[Spellyans] byghan and myghtern
craig at agantavas.org
Mon Apr 28 14:27:52 IST 2014
As an aside, you also find <bygh> in place-names. Probably an archaism in the language, but obviously it survives in a few names: Carnan Bygh = Watch Croft; Rospeath (Rospygh 1391), with provection caused by the -s of the generic, as occurs in several place-names).
On 2014 Ebr 28, at 13:07, Nicholas Williams wrote:
> I know that byghan 'small' is attested in placenames, but it does not occur in the texts.
> Beghan is attested twice in PA. Byhan is found a few times in the Ordinalia.

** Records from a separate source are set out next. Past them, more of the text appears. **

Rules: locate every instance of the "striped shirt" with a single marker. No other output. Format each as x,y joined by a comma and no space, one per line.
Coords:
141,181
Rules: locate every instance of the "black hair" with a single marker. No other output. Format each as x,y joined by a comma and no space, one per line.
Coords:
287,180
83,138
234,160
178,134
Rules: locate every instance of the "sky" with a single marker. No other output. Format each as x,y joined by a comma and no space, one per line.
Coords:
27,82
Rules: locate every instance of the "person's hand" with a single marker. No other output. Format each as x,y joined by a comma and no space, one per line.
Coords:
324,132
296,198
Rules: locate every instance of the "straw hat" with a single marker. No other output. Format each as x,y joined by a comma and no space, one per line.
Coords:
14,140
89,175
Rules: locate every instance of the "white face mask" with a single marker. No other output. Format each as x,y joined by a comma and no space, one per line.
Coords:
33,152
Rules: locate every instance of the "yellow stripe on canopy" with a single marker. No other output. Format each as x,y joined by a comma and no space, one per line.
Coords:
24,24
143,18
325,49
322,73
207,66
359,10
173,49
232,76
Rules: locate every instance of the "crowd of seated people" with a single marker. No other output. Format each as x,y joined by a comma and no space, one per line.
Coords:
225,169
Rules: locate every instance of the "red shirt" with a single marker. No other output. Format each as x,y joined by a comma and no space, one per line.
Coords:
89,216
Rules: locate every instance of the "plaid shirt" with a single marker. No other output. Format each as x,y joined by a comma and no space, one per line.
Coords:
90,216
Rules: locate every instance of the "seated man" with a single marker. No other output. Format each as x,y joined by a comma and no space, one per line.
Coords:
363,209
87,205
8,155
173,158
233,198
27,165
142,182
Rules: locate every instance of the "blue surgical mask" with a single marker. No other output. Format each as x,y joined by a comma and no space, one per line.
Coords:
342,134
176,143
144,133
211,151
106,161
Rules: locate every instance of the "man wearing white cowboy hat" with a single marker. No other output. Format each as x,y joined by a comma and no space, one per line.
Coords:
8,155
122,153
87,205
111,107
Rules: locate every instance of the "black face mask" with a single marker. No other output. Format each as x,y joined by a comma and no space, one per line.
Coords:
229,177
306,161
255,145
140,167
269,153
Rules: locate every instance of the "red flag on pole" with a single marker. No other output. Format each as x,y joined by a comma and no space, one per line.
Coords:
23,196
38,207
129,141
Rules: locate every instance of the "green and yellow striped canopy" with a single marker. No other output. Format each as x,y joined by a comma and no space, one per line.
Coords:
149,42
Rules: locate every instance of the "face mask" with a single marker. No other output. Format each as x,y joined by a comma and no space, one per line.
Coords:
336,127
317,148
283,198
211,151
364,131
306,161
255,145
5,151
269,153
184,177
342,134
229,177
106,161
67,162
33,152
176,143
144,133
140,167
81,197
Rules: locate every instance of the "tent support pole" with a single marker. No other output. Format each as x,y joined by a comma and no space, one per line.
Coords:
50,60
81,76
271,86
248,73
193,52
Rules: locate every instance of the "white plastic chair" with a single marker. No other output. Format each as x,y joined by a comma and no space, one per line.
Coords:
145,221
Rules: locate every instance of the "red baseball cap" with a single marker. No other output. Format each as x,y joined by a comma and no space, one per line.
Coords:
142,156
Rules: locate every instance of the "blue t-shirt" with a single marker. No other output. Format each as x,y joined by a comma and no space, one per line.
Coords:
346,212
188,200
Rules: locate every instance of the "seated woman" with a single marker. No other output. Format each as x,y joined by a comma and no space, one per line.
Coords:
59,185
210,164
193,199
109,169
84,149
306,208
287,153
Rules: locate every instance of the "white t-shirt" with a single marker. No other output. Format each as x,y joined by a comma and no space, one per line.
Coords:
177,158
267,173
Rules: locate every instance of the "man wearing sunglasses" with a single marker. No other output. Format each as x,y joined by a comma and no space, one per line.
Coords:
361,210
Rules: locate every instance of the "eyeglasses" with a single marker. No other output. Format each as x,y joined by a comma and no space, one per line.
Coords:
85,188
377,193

> The commonest forms for 'small' are byan, byen, bean in the texts.
> Lhuyd writes bîan. KS writes bian. I give a fuller list of examples in Gerryow Gwir.
> The reason that I mention the matter is that one also hears, for example,
> Breten Vyghan, where the second element is ['vIx at n] or ['vIk at n]. In the light of the
> attested forms this cannot be justified.
> One often hears ['mIxtern] for 'king'. But the word should be stressed on the
> second syllable. Moreover the spelling mytern is found as early as BM (1504).
> That means that from the early sixteenth century, if not before, there was
> medial -t- rather than -xt- in this word. In PA mygtern is the usual spelling.
> Myghtern is the default form in the Ordinalia, but there is no guarantee
> that myghtern was always pronounced with -xt- rather than -t- there.
> After all we find one example of myzternas in BM, but three exx. of myternes
> in the play. This would seem to indicate that myzternas was a historical spelling only,
> and that myternas was the everyday pronunciation.
> Since Anglophones find
> the group -xt- difficult, and since the form mytern, matern is so well attested,
> would it not be better to make mytern the default form in speech?